VideoStreetView
- Initial release: December 1, 2009
- Available in: French, English, German, Italian, Vietnamese and Arabic
- Website: VideoStreetView

= VideoStreetView =

VideoStreetView.com is known for being the first web-platform to publish a full-motion 360° immersive video StreetView. Its headquarter is based in Geneva, Switzerland. The company also has an office in Saïgon, Vietnam.

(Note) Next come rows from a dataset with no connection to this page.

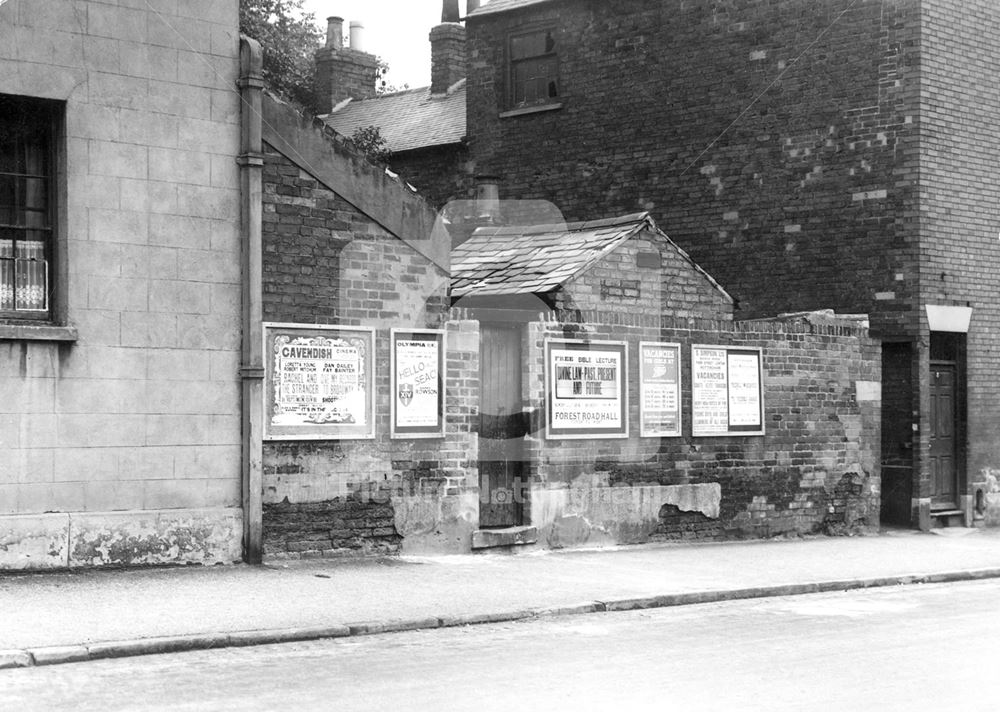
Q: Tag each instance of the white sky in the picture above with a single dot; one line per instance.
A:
(395, 30)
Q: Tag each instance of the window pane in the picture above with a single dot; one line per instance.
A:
(25, 224)
(31, 289)
(535, 80)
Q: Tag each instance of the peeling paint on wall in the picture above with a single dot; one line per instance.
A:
(596, 515)
(127, 538)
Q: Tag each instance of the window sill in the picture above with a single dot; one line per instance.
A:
(521, 111)
(41, 332)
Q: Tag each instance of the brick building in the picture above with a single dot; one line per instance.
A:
(808, 155)
(120, 284)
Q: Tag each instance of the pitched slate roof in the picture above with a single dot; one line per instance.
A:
(535, 260)
(494, 6)
(408, 119)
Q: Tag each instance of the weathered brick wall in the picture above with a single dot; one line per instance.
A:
(770, 140)
(440, 173)
(816, 467)
(327, 262)
(131, 433)
(959, 191)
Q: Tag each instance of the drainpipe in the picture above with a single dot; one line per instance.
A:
(251, 163)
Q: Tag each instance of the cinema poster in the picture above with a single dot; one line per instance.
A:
(417, 365)
(319, 382)
(586, 386)
(727, 395)
(659, 390)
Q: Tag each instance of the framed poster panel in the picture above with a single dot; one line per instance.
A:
(727, 391)
(586, 389)
(319, 382)
(417, 365)
(659, 390)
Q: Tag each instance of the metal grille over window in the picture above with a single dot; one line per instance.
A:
(534, 68)
(25, 220)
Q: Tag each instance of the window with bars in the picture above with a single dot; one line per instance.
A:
(534, 68)
(26, 207)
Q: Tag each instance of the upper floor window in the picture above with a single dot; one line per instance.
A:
(26, 208)
(534, 68)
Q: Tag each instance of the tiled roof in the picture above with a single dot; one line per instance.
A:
(535, 260)
(408, 119)
(494, 6)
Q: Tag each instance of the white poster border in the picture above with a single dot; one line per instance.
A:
(730, 431)
(317, 432)
(619, 347)
(644, 431)
(410, 432)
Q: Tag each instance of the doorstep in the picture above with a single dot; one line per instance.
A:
(508, 536)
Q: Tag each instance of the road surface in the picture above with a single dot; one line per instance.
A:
(903, 648)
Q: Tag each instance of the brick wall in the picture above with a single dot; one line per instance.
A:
(439, 173)
(344, 73)
(767, 139)
(815, 469)
(648, 276)
(126, 430)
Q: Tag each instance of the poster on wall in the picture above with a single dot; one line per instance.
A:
(417, 368)
(319, 382)
(726, 391)
(659, 390)
(586, 386)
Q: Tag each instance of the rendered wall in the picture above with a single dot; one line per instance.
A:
(123, 446)
(816, 468)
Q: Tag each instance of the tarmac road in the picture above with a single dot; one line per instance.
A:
(903, 648)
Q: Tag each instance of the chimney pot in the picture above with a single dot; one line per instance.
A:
(334, 33)
(357, 36)
(449, 11)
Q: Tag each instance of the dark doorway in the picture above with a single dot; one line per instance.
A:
(942, 459)
(897, 433)
(502, 426)
(946, 419)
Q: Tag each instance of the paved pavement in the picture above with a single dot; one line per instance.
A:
(49, 618)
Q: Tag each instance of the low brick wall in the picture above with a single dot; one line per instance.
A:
(339, 527)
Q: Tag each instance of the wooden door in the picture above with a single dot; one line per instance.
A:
(943, 447)
(501, 426)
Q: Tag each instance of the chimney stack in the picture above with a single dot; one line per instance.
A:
(447, 49)
(343, 72)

The technology used to realize a VideoStreetView is a 360° video capture of the street. The viewer deals with an interactive map in which he can move freely from the top, to the bottom and on the left and the right. Many hotspots and POI (points of interest) offers to the viewer more informations.

==History==
GlobalVision is the company that originated the project. It was initially founded in 2003 by two brothers whom operated their business as a small student-driven structure. At the time of creation Marek Donnier was aged 23 and Jan-Mathieu Donnier was aged 20. The first public-released project website, PersoNews.com, a scalable city-guide and agenda, included more than 800 individual recreation structures and some 360° oneshot virtual tours.

In 2007, the company changed its name and legal structure and evolved to a limited liability company.

In 2008 it secured a partnership with Citroen and started its own StreetView project to map major cities in Switzerland. Several cameras are attached to the car’s roof and take pictures while the car is moving. GlobalVision acquired the domain names streetview.ch and videostreetview.com even before Google Street View stepped up in Europe.

The VideoStreetView.com website has been on a beta release since mid-2009, but was officially announced in December 2009.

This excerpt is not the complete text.